Patients with CS can have a number of neurological complications, as well. Prominent among them is the presence of a Chiari I malformation, along with any associated abnormalities, including hydrocephalus, syringomyelia, seizures, and a tethered cord. A review of the associated literature demonstrates that general anesthesia may be safely administered in patients with these complications, so long as care is used with the method of intubation and positioning to account for possible associated cervical instability or Craniocervical abnormalities [6]. Also, spinal anesthesia may best be avoided in the presence of co-existing Chiari malformations, as there are case reports which described the onset of signs and symptoms up to two weeks after Dural puncture. As with the previously mentioned cardiac issues, these neurological complications are known in this population. As such, they have likely been followed by a neurologist/neurosurgeon from an early age [7-9].

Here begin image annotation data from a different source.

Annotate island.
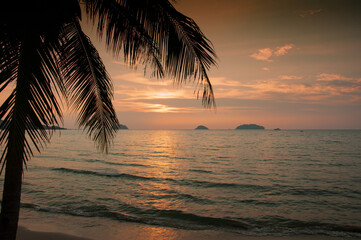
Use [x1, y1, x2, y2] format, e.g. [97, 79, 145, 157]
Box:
[236, 124, 264, 130]
[113, 124, 129, 129]
[195, 125, 208, 130]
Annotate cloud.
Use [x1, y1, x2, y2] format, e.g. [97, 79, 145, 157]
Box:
[274, 43, 294, 56]
[299, 9, 323, 18]
[112, 72, 170, 86]
[251, 48, 273, 62]
[316, 73, 354, 82]
[210, 77, 241, 87]
[280, 75, 303, 80]
[250, 43, 294, 62]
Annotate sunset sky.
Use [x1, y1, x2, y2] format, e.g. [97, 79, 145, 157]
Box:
[4, 0, 361, 129]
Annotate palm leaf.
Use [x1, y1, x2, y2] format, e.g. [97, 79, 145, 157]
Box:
[60, 21, 119, 151]
[85, 0, 216, 107]
[84, 0, 164, 77]
[0, 34, 61, 171]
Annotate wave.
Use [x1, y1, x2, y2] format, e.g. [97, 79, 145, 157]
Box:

Patients with CS may present with a wide range of potential complications that an anesthesia provider should be aware of prior to the start of any surgical procedure. Most CS families, by the time the diagnosis is made, have seen multiple specialists, and it is important to leverage this information, and encourage the family to bring in all consults and past admission records. This patient had already had a G-tube placement, Nissen procedure, and abdominal surgery for sarcoma, followed by chemotherapy. They family had much information, and the printed documents, such as a recent cardiac echo, was essential to evaluate for cardiac arrhythmias, and structural abnormalities (i.e. Pulmonic stenosis, hypertrophic cardiomyopathy). With regards to a difficult airway, having a prior anesthesia record (as we did) was invaluable to ensure there are no surprises waiting after induction. Due to the level of hypotonia, direct laryngoscopy should not be difficult. Except for the dental issues, we did not find any literature to suggest difficult mask ventilations or tracheal intubations in CS patients. The tongue is sometimes larger than normal, so this may affect the intubation method as seen fit by the anesthesia provider.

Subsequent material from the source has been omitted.